Airbnb in December held an initial public offering and its shares have continued to rise in value. As of Thursday, it had a stock market valuation of about $118 billion. That’s larger than Delta Air Lines, Equifax or Southern Co.
Still, the pandemic has taken a toll on the travel industry and its recovery is expected to be slow, according to travel executives. The Atlanta hotel industry does not expect a rebound until the second half of the year, Atlanta Convention and Visitors Bureau CEO William Pate said in December.
Airbnb hasn’t escaped the travel downturn. The company said Thursday it decided at the end of 2019 to establish a technical hub in Atlanta, but paused plans as the pandemic set in. Last May, it cut its staff by 25%.
Airbnb CEO Brian Chesky said last month that, once vaccines start to work, consumers will first want to travel regionally to visit family and friends before taking longer trips.
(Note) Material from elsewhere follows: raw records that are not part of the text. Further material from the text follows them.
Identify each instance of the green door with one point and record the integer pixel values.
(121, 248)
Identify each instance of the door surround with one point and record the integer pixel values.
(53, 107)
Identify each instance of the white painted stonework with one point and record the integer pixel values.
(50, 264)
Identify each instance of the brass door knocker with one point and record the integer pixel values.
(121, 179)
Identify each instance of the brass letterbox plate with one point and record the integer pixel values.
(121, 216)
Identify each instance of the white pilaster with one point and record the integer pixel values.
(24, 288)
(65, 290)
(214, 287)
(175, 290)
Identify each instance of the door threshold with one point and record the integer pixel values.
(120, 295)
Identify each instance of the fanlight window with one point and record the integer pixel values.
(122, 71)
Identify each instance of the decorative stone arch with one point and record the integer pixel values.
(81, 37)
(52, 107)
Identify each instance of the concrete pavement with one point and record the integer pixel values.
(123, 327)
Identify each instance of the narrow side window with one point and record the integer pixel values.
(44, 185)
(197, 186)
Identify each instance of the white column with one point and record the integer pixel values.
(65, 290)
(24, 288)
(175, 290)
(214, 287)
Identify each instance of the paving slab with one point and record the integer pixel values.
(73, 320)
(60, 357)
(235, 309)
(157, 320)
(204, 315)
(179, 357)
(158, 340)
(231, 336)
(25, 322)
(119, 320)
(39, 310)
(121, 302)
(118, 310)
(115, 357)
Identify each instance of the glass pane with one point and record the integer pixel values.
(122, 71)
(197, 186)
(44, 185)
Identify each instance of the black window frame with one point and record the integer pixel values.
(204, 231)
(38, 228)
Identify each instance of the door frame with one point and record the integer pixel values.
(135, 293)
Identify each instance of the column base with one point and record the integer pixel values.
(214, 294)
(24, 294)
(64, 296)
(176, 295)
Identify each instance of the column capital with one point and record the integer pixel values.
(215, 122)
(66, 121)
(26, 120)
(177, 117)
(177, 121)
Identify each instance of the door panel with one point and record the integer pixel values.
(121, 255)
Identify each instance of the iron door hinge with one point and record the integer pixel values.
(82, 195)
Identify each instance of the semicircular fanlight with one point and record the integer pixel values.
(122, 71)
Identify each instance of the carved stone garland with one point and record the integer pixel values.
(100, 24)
Amid its rapid growth, the company also has faced a backlash in some communities for large parties held at Airbnb-leased properties. In August, Airbnb banned parties and events with more than 16 people, after 50 Atlanta party houses were removed from its listings for rules violations. The city of Atlanta has been considering a ban or other restrictions on short-term rentals to deal with the problem.
Airbnb already has an Atlanta connection, in addition to the homeowners and apartment owners who use the website to rent their properties. Joe Gebbia Jr., who co-founded Airbnb in 2008, grew up in metro Atlanta and graduated from Brookwood High School in Gwinnett County.
WHAT IT MEANS:
Airbnb is the latest West Coast tech titan to pick Atlanta for an expansion, attracted to the city’s diverse workforce. The San Francisco company plans to hire hundreds of workers here with both technical and non-technical backgrounds. Airbnb will open a physical office this year at an undetermined location in the metro area.